Nas manhãs seguintes, a jovem professora se deparou com o senhor magro e curvo de cabelos grisalhos que a havia abordado no primeiro dia de aula. Ele nunca falara novamente com ela, ficava ali parado no portão com um caderno e um estojo na mão. A cena era de partir o coração. Se aquele senhor estava com tanta vontade de estudar qual era o problema em deixá-lo entrar? O pensamento lhe atormentava noite e dia, se fosse só por sua vontade já teria deixado o pobre coitado entrar, mas sabia que seria um alvoroço na cidade se algo assim acontecesse. Certa manhã, lá estava ele de novo com o seu caderno e estojo nas mãos, molhado da cabeça aos pés por causa da chuva que caia.

– Vamos, entre. Não quero ser responsável por sua pneumonia. – O senhor abriu um sorriso largo e seguiu a jovem até a sala.

Todas as semanas lá estava João, com seu caderno e estojo nas mãos. Era o primeiro a chegar e o último a sair. Prestava atenção em cada palavra que a professora dizia, fazia todas as lições e nunca faltava. Até mesmo levara alguns livros didáticos para casa a fim de recuperar o tempo perdido. Dava gosto de ver um senhor naquela idade estudar com tanto afinco. As crianças já haviam se acostumado com ele, gostavam de lhe ensinar cada letra do alfabeto e se divertiam com as coisas engraçadas e diferentes que o velho dizia. Até conseguirem a autorização da secretaria da educação sua estadia na escola fora uma luta difícil. Como a professora previra, alguns pais fizeram de tudo para que João fosse expulso daquele ambiente escolar, porém a jovem educadora estava determinada a lutar por ele, e tanta dedicação acabou sendo vitoriosa ao final. Os boatos e comentários de mau gosto ainda rodavam pela cidade. Onde já se viu um homem daquela idade querer aprender alguma coisa agora? Onde estava com a cabeça? Eu que não quero o meu filho perto de um louco como aquele! João ouvia a todos sem se importar com nenhum deles, nunca estivera tão realizado.

Em uma manhã de primavera, quase no final do semestre, João entrou na sala onde somente havia a professora, com lágrimas nos olhos e uma carta nas mãos.
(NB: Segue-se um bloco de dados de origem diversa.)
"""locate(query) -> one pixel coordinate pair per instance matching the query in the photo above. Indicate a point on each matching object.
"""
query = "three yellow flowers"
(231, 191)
– Srta. Elena, eu aprendi a ler! Há muito tenho essa carta guardada em minhas gavetas e nunca nem soube de quem era ou do que se tratava, graças à senhora agora eu sei. – Ele esticou o braço para que a mulher pudesse pegar o pedaço de papel.

“Querido pai, sei que minha despedida não foi uma das melhores e que fiquei muitos anos afastado, fingindo não ter uma família. Tinha vergonha por ter uma vida e pais tão simples! Eu era jovem e imaturo, não sabia o valor das coisas, porém hoje eu sei, agora consigo entender tudo que o senhor fez por toda nossa família. Estou escrevendo pois quero reatar nossos laços e fazer com que o seu neto conheça esse homem maravilhoso que o senhor é. Sei que encontrará um jeito de ler esta carta, pois você é assim, e ficarei ansioso esperando por sua resposta.”